The visible universe is finite. Though the visible universe may be part of an infinitistic cosmology (or even an infinitistic multiverse), the expansion of the universe has created a cosmological horizon beyond which we cannot see. I have previously quoted a passage from Leonard Susskind to this effect:

“In every direction that we look, galaxies are passing the point at which they are moving away from us faster than light can travel. Each of us is surrounded by a cosmic horizon — a sphere where things are receding with the speed of light — and no signal can reach us from beyond that horizon. When a star passes the point of no return, it is gone forever. Far out, at about fifteen billion light years, our cosmic horizon is swallowing galaxies, stars, and probably even life. It is as if we all live in our own private inside-out black hole.”

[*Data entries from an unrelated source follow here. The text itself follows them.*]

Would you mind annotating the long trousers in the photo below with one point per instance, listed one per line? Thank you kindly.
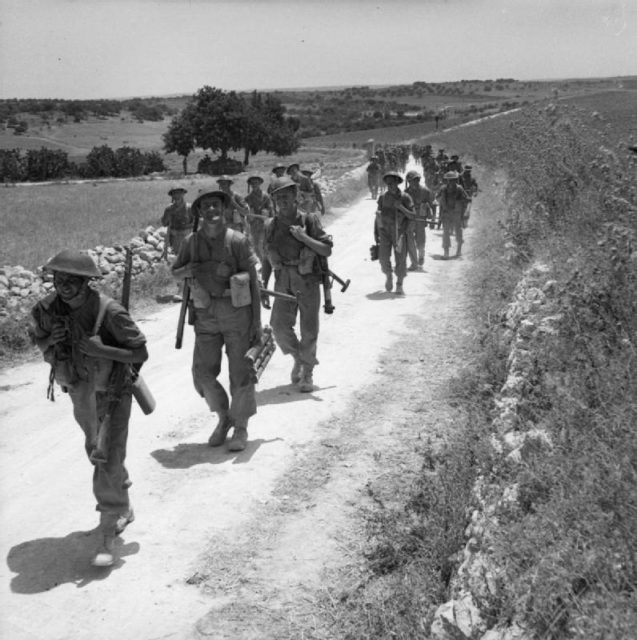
(416, 237)
(110, 478)
(390, 241)
(283, 317)
(451, 223)
(218, 325)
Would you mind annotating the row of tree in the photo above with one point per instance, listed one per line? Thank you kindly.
(36, 165)
(220, 121)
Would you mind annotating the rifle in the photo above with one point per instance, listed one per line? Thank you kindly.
(164, 253)
(258, 356)
(185, 300)
(328, 307)
(140, 390)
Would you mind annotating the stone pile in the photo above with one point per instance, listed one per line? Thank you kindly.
(21, 288)
(530, 318)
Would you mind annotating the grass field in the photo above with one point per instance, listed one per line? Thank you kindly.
(40, 220)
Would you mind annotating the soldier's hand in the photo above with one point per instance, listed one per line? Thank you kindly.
(92, 346)
(298, 232)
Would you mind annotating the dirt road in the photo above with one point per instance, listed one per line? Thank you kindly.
(227, 545)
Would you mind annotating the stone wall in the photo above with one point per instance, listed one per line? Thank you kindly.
(474, 586)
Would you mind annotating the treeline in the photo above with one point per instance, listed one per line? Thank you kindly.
(36, 165)
(222, 121)
(53, 109)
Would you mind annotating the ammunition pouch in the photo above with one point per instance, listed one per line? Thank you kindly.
(306, 261)
(240, 289)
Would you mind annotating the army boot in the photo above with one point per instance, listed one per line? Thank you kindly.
(218, 436)
(297, 370)
(239, 438)
(105, 556)
(123, 520)
(307, 382)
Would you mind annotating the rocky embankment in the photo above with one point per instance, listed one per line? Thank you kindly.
(21, 288)
(529, 319)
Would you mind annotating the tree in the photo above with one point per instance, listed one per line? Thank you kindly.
(180, 137)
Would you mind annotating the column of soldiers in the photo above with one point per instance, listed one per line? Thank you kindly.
(227, 248)
(402, 217)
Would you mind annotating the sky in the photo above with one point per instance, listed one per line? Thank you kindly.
(87, 49)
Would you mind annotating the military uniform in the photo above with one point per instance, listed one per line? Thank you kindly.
(391, 231)
(423, 200)
(453, 201)
(260, 204)
(219, 323)
(97, 385)
(178, 219)
(296, 269)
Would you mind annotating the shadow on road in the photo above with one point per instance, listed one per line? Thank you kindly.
(286, 393)
(187, 455)
(46, 563)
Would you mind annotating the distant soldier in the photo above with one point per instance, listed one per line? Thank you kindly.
(470, 185)
(305, 192)
(261, 208)
(91, 343)
(373, 176)
(278, 171)
(454, 164)
(392, 218)
(293, 240)
(453, 201)
(318, 195)
(416, 230)
(237, 209)
(177, 219)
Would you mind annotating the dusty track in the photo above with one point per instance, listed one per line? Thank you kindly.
(221, 535)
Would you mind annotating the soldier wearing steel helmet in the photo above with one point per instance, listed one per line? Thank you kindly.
(177, 218)
(261, 206)
(416, 231)
(211, 258)
(237, 207)
(90, 340)
(293, 239)
(393, 213)
(453, 201)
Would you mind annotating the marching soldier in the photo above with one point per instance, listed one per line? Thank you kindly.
(395, 208)
(293, 239)
(453, 201)
(305, 188)
(261, 207)
(470, 185)
(177, 219)
(317, 195)
(225, 291)
(416, 231)
(373, 176)
(91, 341)
(278, 171)
(237, 209)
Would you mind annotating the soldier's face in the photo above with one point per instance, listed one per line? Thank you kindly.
(212, 212)
(285, 200)
(67, 285)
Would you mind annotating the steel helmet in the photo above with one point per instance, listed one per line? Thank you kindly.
(75, 263)
(222, 195)
(282, 183)
(393, 174)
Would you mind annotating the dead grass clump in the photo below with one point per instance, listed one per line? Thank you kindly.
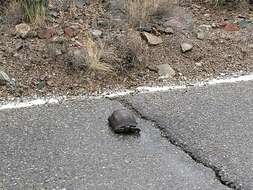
(139, 11)
(13, 12)
(34, 10)
(94, 54)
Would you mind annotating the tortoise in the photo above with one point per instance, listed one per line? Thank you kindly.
(123, 121)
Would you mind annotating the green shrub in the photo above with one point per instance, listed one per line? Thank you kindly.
(34, 10)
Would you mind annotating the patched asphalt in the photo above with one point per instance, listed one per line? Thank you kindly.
(69, 146)
(213, 124)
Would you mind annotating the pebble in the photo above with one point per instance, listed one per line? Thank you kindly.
(166, 71)
(186, 47)
(152, 39)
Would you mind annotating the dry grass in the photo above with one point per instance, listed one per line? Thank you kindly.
(140, 11)
(94, 53)
(34, 10)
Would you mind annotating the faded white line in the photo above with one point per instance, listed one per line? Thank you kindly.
(143, 89)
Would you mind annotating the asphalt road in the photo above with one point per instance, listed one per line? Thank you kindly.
(206, 143)
(213, 124)
(69, 146)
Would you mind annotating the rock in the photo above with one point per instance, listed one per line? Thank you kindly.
(169, 30)
(231, 27)
(145, 29)
(46, 33)
(18, 46)
(4, 78)
(204, 27)
(97, 33)
(76, 58)
(53, 13)
(131, 60)
(166, 71)
(186, 47)
(22, 30)
(70, 32)
(123, 121)
(199, 64)
(200, 35)
(174, 23)
(151, 39)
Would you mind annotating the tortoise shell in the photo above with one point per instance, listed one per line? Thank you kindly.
(123, 121)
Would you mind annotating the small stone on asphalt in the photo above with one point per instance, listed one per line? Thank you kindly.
(186, 47)
(166, 71)
(123, 121)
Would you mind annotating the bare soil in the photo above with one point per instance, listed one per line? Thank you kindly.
(37, 70)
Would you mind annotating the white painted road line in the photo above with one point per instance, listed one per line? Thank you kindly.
(29, 102)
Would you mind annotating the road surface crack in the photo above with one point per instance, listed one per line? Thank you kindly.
(176, 142)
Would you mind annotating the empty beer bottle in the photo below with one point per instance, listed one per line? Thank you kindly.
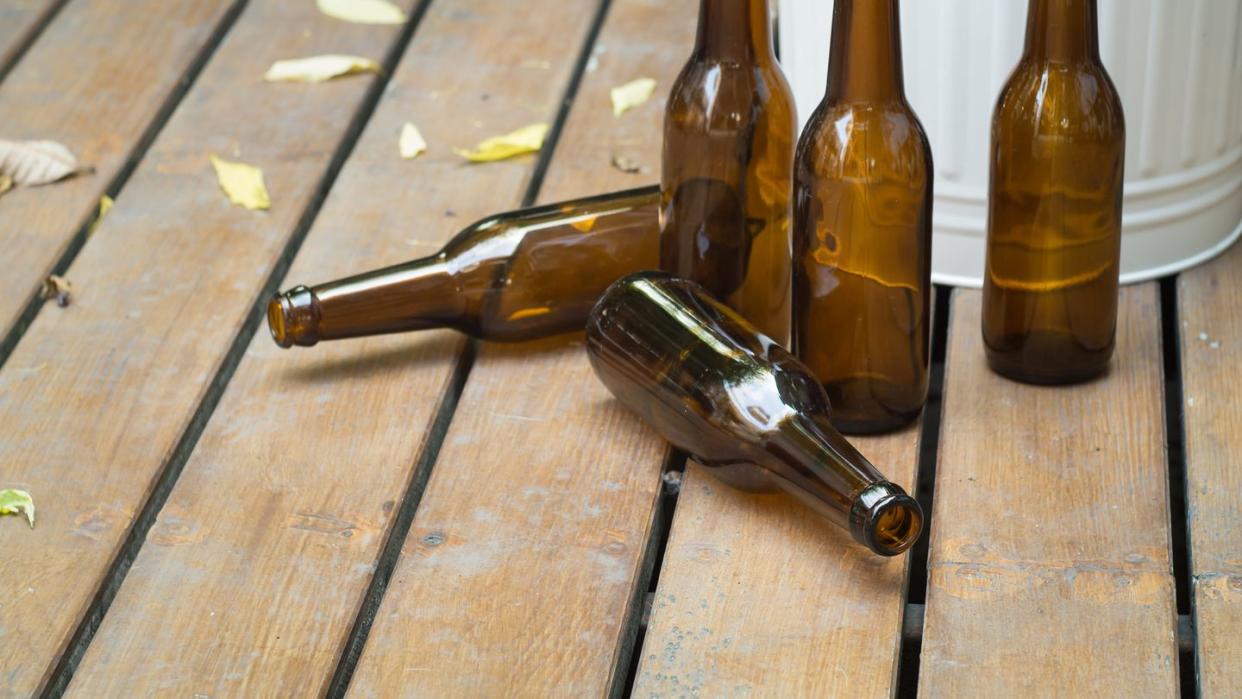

Leonard Susskind, The Black Hole War: My Battle with Stephen Hawking to make the World Safe for Quantum Mechanics, New York, Boston, and London: Little, Brown and Company, 2008, pp. 437-438

We know, then, scientifically, that the universe is effectively finite as our homeworld is finite, but the universe is so large in comparison to the scale of human activity, indeed, so large even in comparison to the aspirational scale of human activity, that the universe is endless for all practical purposes. Though we are already learning how to live on a planet, in relation to the universe at large we are like our hunter-gather ancestors dwarfed by a world that was, for them, effectively endless.

Only at the greatest reach of the scale of supercivilizations will we — if we last that long and achieve that scale of development — run into the limits of our home galaxy, and then into the limits of the universe, at which time we will have to learn how to live in a universe. I implied as much in an illustration that I created for my Centauri Dreams post, Stagnant Supercivilizations and Interstellar Travel (reproduced below), in which I showed a schematic representation of the carrying capacity of the universe. At this scale of activity we would be engaging in cosmological niche construction in order to make a home for ourselves in the universe, as we are now engaging in planetary-scale niche construction as we learn how to live on a planet.